Edited by stargrazer on Mar 21, 2017 at 03:41 AM
A market replay would be best. At minimum, one or more futures (maybe the ES as mentioned, as they run almost 24 hours, and could rotate on 24 hours). Bonus would be one or more equities, maybe a few OPRA options to go along with the chosen equities.
IB runs what appears to be pseudo random values on their edemo account, but at least there is a time varying feed to run basic operational tests.
The following line in the symbols file has an extra \t before the exchange.
CS.17.CB\tCREDIT SUISSE NEW YORK 1.375% 05/26/17\t\tNYSE\tNYSE\tBONDS\t\t\t
Looping through the string looking for commas is the way I do it. I pull the delimited character strings out and process as required.
For converting characters to native values, you can try boost::lexical_cast, which uses in place iterators, so should be robust and fast.
For extra pizzaz you could try boost::spirit, something with which you would design a parser, and parse the whole thing and give you the appropriate converted values. Possibly a bit overkill as it will parse and convert more than just the few fields you might need. Or mix dynamic field sets with boost::spirit.
Two questions regarding options in the Market Symbols file:
1) In the following line:
AGII11418A36.36 AGII JAN 2014 C 36.360 OPRA OPRA IEOPTION
The option base symbol is AGII1. But in the descripion, the underlying shows as AGII. What is the 1 after the symbol, but before the four digit date, represent?
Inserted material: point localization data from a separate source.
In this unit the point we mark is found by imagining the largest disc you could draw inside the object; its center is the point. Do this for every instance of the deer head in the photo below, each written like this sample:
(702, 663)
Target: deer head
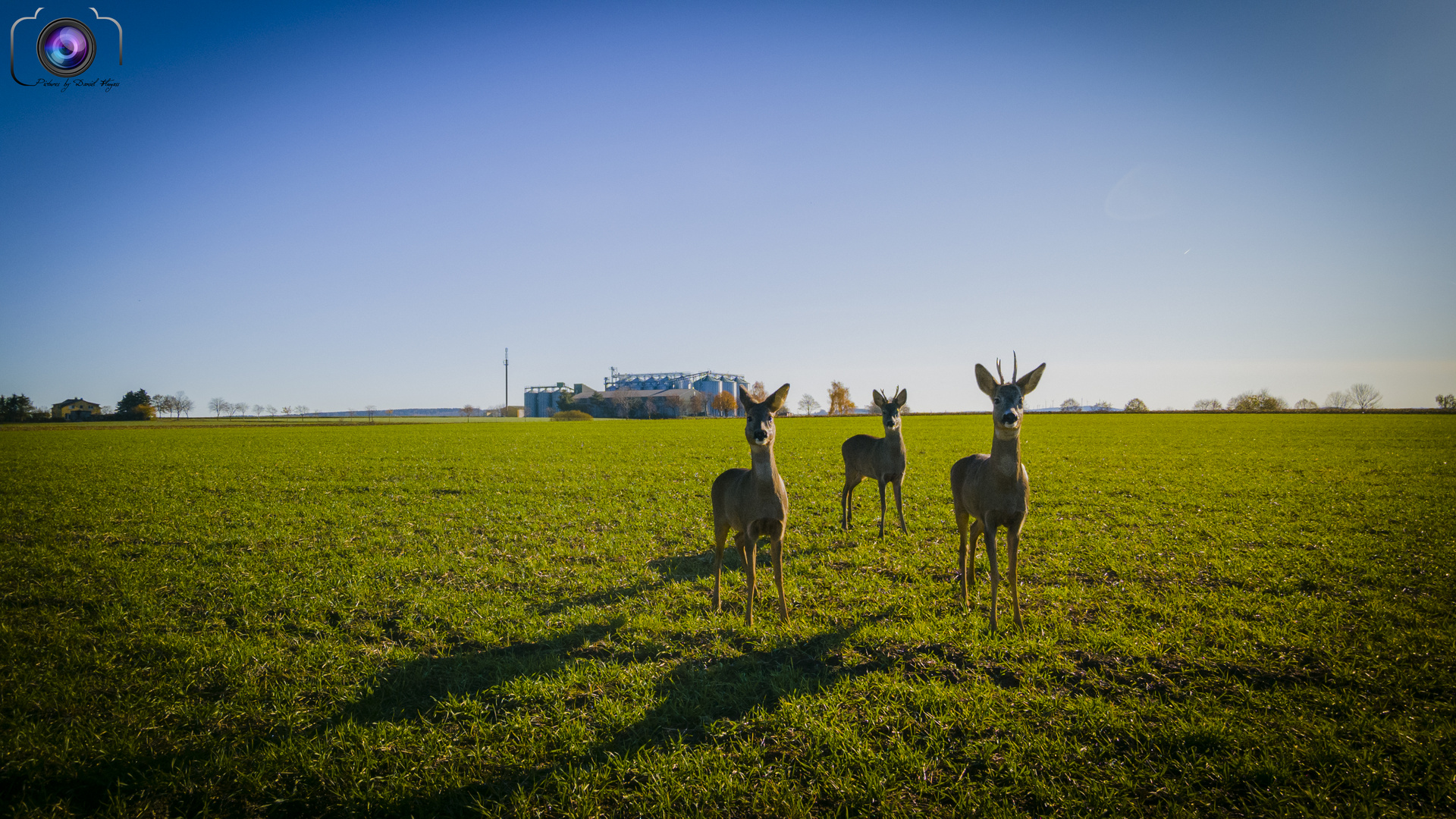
(890, 410)
(1006, 397)
(761, 414)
There are a number of symbols
referencing the underlying this way.
2) The question is in the third set of symbols:
These I know are regular options:
SPY1304J145 SPY OCT 2013 C 145.000 OPRA OPRA IEOPTION
SPY1319J145 SPY OCT 2013 C 145.000 OPRA OPRA IEOPTION
These I know are mini options:
SPY71319J145 SPY OCT 2013 C 145.000 OPRA OPRA IEOPTION
But what are these options? With symbol SPYJ? The underlying in the description indicates SPY.
SPYJ1304J145 SPY OCT 2013 C 145.000 OPRA OPRA IEOPTION
SPYJ1319J145 SPY OCT 2013 C 145.000 OPRA OPRA IEOPTION
When calculating options parameters, one of the parameters is 'risk free rate of interest'.
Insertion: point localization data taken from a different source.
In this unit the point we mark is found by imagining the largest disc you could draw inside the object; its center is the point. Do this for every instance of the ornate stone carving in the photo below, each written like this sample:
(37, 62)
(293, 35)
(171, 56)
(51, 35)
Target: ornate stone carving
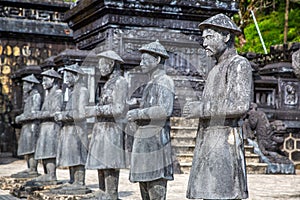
(267, 139)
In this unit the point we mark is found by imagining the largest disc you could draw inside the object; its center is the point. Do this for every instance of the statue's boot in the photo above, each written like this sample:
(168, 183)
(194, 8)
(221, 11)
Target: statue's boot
(111, 183)
(47, 179)
(31, 172)
(79, 176)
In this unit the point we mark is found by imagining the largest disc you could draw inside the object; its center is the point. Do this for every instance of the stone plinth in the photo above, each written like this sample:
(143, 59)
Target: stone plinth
(7, 183)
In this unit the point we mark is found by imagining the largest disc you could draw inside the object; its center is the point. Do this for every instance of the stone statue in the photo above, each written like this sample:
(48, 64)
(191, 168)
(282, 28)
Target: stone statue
(296, 63)
(151, 159)
(265, 138)
(218, 170)
(73, 140)
(30, 126)
(106, 151)
(46, 148)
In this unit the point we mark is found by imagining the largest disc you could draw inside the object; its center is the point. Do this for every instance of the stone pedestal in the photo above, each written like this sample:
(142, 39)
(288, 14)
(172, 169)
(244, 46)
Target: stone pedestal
(7, 183)
(125, 25)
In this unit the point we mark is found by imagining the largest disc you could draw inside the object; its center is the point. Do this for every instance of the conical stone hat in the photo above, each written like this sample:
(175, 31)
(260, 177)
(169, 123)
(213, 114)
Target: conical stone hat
(111, 55)
(220, 21)
(74, 68)
(31, 79)
(156, 48)
(51, 73)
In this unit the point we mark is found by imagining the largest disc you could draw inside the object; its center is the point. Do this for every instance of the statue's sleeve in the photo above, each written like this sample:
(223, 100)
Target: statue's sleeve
(83, 101)
(118, 105)
(35, 107)
(239, 90)
(164, 95)
(56, 105)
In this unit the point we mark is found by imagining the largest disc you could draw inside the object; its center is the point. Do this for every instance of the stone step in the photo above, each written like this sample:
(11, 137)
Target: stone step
(183, 149)
(184, 131)
(186, 167)
(183, 122)
(252, 158)
(185, 157)
(256, 168)
(183, 140)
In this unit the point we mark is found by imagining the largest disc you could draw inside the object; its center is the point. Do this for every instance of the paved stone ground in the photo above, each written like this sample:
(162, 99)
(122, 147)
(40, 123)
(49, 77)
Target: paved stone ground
(261, 187)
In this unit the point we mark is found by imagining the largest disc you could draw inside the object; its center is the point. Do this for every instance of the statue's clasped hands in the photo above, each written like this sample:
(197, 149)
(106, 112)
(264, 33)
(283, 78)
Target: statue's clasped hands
(58, 116)
(132, 115)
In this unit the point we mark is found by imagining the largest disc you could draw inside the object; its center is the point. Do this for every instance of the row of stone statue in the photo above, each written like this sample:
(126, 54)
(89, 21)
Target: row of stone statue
(218, 169)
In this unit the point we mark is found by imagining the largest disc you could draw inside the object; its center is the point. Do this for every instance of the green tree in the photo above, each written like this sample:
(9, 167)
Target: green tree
(271, 17)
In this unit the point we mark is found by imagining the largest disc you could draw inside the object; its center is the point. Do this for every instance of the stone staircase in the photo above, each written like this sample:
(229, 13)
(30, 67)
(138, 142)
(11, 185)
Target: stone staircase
(183, 139)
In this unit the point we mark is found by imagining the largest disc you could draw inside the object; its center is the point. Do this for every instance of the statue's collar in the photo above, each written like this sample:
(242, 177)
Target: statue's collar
(228, 53)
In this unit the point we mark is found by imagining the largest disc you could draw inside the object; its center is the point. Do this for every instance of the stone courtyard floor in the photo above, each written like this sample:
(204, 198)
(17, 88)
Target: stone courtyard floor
(261, 187)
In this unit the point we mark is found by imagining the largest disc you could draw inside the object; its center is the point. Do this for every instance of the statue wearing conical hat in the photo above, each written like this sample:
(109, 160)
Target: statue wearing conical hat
(46, 148)
(106, 150)
(218, 170)
(30, 126)
(151, 158)
(73, 138)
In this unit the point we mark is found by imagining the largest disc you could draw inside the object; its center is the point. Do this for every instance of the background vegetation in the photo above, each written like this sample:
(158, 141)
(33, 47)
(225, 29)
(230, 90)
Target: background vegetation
(270, 15)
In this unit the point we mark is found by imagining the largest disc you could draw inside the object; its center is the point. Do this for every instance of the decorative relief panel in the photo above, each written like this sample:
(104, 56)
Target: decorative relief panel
(33, 14)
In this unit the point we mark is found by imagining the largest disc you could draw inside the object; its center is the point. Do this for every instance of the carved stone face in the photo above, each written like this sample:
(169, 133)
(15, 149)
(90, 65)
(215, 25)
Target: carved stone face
(148, 62)
(213, 42)
(27, 87)
(47, 82)
(70, 78)
(106, 66)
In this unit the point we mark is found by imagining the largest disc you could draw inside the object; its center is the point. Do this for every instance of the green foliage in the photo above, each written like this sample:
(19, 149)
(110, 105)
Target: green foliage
(272, 28)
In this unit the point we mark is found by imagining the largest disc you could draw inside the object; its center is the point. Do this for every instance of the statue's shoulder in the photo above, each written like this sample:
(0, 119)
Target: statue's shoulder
(242, 63)
(121, 80)
(167, 82)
Does any one have any suggestions for which symbols to use to obtain that rate for US based symbols? For some non US symbols, I use LIBOR which are symbols like ONLIB.X, 1WLIB.X, 2WLIB.X ....
What would be the USD equiv?
The symbol GLD has options available to it. Option naming doesn't appear to be consistent. For example, for a 2012/02/10 expiry for a GLD call is 'GLD1210B167'. 120210 is a Friday. On the other hand, for GLD option dated 120518, the option actually has a Saturday date: 'GLD1219E86'. Is there a method to this madness? I see IB has similar dating, so I believe it is official, but why?
At the time I wrote the parser for parsing the file, inertia led me to write a text parser for the description. I have subsequently found the decoding ring for decoding the symbol. I'll try that.